Désarmement, non-prolifération nucléaires et sécurité de la France

 

3. Des mesures de désarmement doivent-elles être envisagées de la part des autres puissances nucléaires ?

La disproportion est telle entre les arsenaux des deux premières puissances nucléaires - plus de 22 000 armes nucléaires - et tous les autres réunis - un peu plus d'un millier d'armes - que c'est en priorité sur les Etats-Unis et la Russie que doit porter l'effort de désarmement nucléaire.

Cela ne signifie pas que les autres Etats nucléaires ne doivent pas contribuer au désarmement nucléaire, comme l'a largement fait par exemple la France, agissant de sa propre initiative.

La renonciation irréversible à la production de matières fissiles et aux essais nucléaires, par la fermeture et le démantèlement des sites, sont en effet deux décisions extrêmement importantes, et sans équivalent au regard du désarmement nucléaire des autres puissances, prises par la France au cours des années 1990. La France a abandonné l'une de ses trois composantes et réduit de moitié environ le nombre de ses armes par rapport à la fin de la guerre froide.

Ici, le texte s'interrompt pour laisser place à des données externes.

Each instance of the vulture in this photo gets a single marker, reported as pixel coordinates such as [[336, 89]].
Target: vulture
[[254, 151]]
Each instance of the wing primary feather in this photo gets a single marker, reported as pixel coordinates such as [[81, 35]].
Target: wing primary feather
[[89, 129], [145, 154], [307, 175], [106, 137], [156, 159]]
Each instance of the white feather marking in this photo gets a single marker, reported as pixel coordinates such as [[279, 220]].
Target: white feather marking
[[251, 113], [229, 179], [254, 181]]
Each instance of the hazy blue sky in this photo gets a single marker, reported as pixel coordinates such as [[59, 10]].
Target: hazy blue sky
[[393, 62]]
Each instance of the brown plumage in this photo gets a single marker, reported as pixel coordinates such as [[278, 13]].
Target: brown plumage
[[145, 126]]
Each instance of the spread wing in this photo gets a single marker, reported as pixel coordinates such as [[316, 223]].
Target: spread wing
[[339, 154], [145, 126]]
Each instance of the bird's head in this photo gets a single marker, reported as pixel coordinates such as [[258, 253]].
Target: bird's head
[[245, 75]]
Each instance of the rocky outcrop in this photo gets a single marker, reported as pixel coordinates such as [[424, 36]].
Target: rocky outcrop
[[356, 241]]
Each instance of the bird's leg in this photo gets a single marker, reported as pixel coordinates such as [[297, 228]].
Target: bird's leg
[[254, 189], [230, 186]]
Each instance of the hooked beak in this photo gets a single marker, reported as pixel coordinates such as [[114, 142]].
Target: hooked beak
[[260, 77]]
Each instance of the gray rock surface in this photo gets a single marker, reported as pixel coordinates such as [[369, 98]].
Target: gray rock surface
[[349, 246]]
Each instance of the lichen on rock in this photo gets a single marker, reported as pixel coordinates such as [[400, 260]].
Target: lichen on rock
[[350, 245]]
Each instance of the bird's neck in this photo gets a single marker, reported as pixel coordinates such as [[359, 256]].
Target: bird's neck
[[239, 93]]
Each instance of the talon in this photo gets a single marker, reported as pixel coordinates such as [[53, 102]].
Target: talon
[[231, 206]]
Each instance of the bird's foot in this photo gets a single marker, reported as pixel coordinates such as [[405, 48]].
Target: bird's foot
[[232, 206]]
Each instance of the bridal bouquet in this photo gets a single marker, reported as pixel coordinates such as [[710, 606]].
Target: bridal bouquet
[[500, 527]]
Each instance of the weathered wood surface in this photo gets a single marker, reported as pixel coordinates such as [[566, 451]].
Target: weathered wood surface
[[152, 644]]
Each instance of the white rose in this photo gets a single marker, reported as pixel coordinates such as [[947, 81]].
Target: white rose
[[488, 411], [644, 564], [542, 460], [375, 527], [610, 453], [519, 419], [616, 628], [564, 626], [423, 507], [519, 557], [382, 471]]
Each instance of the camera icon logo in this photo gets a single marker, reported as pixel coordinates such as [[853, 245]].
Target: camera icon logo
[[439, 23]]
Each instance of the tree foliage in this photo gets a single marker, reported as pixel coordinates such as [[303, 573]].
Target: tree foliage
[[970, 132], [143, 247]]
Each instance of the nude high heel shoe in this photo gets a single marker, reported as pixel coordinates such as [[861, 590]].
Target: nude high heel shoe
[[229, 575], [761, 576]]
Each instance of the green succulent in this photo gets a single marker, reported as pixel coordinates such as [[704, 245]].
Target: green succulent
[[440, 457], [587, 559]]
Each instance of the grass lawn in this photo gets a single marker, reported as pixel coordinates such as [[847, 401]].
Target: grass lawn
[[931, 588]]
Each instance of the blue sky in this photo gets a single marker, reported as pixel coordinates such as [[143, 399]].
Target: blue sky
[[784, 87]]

Les décisions françaises ont été prises au regard de notre appréciation du contexte stratégique, sans lien avec l'évolution des forces nucléaires américaines et russes.

Il serait donc artificiel de vouloir corréler deux processus dont la nature est différente puisque l'un, dans le cas des Etats-Unis et de la Russie, porte sur les arsenaux considérables hérités de la course aux armements menée durant la guerre froide, et l'autre, dans le cas de la France, de la réévaluation d'une posture de stricte suffisance.

A ce stade, il n'y a pas lieu de lier les réductions que devraient opérer les Etats-Unis et la Russie et la situation des arsenaux des autres Etats nucléaires.

La question ne pourrait se poser en ces termes qu'une fois les forces nucléaires américaines et russes, tous types d'armes confondus, ramenées à des niveaux de l'ordre de quelques centaines d'armes nucléaires (un nombre de 500 têtes nucléaires pour chacun des deux Etats est régulièrement cité36(*)).

Elle concernerait avant tout la Chine, seul Etat doté au sens du TNP apparemment engagé sur la voie d'un renforcement de ses capacités nucléaires. La montée en puissance de l'arsenal nucléaire chinois est de nature à bouleverser la donne stratégique mondiale dans les prochaines décennies. Par sa taille et sa population, sa puissance économique croissante, sa situation géopolitique, la Chine pourrait prétendre atteindre la parité stratégique avec les Etats-Unis et la Russie. Dès lors, un processus concerté de désarmement entre les Etats-Unis, la Russie et la Chine deviendrait nécessaire.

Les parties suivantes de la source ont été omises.